While his parents purposefully distanced themselves from their homeland's traditional Islamic faith, Aslan briefly embraced evangelical Christianity as a 15-year-old after hearing the stories of the Gospel for the first time at a youth camp. Admitting that he now identifies himself as a Muslim "because the language of it makes most sense to me", he studied religion at Harvard Divinity School before becoming the University of Iowa's first full-time professor of Islam in 2000.

"I suppose you could say it was a form of teenage rebellion," he laughs. "My father would say he was flabbergasted that I was going to study religion for a profession. Iranian immigrants to the US either become lawyers, doctors or engineers and I guess he assumed I would take up one of those fields. I also should say he was always unconditionally supportive about the things I've done and was obviously very proud of the success I have achieved."

Aslan first rose to prominence after the publication of his 2006 book No God But God, an Islamic history from a liberal viewpoint.
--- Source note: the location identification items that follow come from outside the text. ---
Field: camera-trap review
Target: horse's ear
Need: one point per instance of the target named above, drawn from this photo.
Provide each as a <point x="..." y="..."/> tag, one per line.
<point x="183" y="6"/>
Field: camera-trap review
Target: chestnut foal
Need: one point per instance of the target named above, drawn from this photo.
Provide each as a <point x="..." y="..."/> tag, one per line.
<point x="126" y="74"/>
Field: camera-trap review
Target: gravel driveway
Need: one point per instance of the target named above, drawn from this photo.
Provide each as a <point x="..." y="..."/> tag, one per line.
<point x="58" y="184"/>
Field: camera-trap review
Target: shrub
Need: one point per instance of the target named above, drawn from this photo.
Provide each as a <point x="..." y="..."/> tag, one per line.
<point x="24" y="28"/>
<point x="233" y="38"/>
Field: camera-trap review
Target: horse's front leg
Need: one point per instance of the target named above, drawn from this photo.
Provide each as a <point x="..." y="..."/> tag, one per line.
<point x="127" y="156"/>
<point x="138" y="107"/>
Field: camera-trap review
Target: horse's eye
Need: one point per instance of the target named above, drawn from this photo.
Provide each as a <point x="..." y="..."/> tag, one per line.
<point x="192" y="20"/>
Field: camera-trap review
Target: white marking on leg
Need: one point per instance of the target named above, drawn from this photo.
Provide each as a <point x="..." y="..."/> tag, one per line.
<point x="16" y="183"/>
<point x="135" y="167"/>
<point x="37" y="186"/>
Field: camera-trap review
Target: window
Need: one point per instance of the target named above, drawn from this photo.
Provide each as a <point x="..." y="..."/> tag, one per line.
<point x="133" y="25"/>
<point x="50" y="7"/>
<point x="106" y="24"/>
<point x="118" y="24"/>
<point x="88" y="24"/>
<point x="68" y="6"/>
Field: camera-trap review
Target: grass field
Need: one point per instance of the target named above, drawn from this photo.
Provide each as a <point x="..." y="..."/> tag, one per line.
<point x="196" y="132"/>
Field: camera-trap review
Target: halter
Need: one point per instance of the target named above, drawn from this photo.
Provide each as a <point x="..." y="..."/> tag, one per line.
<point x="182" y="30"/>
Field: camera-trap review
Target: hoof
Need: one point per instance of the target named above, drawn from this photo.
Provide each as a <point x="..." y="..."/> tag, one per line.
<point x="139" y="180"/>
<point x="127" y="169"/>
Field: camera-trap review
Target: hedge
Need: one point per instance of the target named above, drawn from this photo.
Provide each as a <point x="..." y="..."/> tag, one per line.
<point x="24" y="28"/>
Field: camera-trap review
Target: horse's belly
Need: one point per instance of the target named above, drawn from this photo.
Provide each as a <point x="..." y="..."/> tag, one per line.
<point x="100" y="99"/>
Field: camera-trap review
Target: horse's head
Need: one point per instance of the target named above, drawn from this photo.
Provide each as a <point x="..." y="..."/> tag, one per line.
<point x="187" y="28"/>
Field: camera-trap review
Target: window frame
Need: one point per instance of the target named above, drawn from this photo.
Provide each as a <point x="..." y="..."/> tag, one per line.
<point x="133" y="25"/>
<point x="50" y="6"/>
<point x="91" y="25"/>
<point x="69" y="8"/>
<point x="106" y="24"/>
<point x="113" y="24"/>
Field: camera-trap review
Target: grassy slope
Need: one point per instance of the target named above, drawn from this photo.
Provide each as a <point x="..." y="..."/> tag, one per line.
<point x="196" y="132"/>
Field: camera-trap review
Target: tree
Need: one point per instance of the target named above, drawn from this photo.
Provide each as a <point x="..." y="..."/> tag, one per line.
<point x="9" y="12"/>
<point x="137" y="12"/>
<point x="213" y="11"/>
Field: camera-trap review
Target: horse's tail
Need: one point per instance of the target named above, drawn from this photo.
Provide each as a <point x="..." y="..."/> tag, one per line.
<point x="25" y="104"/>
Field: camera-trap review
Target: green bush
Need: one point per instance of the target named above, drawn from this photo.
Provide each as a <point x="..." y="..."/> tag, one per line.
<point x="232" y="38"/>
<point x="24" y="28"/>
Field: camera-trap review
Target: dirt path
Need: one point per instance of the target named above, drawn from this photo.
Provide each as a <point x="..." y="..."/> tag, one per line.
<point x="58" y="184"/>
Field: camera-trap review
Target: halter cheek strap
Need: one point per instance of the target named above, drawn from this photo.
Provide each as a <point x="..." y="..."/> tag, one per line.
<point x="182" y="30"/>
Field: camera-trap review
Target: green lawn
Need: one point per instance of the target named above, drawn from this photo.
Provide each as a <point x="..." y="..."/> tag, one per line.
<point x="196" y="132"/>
Lambasted by critics for apparently dumbing down his rarefied subject matter, he has always aimed to appeal to a wide audience.

"I've been called unserious, an amateur and a dilettante," he says. "Not because they question my credentials but because of my insistence on simplifying these issues and making them accessible to a general audience, which is often frowned upon in academia."

Styling Zealot as a biography of Christ, he hopes it shows a personal side to the Jewish preacher-turned-Messiah's character. "When you write about Jesus, it's difficult to separate him as a historical figure from the Christological ideas that have arisen around him," he explains. "I wanted to make it absolutely clear to the reader that this is not a book about Christianity because Jesus was not a Christian, he was a Jew. This is a book about a man who lived 2000 years ago in a land the Romans designated Palestine, a man who confronted very specific social ills and a very specific set of religious powers. So his teachings and actions have to be understood exclusively within the framework of the world and time in which he lived."

Aslan believes it is the book's down-to-earth approach that has struck a chord with so many people. "It's partly to do with how the core of Christianity is that Jesus is both God and man," he says. "But the man part of his identity gets subsumed in church as you mostly hear about the God part of him. Even when you do hear about Jesus as a man, there is a kind of safety net to some of the stories. After all, no matter how difficult his trials and tribulations were, in the end he is still God and that therefore provides a little bit of an out for some of the things he does. But when you read about Jesus purely as a man living in a particular time and place, the struggles he faced and the powers he confronted become a lot more real."

However, Aslan admits that Zealot makes for an emotionally loaded title in this day and age.

"The word has a different connotation today than it did in Jesus' time, when zealotry was a widespread phenomenon," he says. "Most Jews would have proudly referred to themselves as zealous to the Lord. Indeed, zeal is an actual biblical doctrine referenced in the Hebrew Bible. It relates to a belief in the sole sovereignty of God and a refusal to serve any master, human or not, except God. All the great biblical heroes - the great kings and prophets of old - were known for their zeal and in Jesus' time being zealous was a point of pride."

Zealot (Allen and Unwin $36.99) is out now.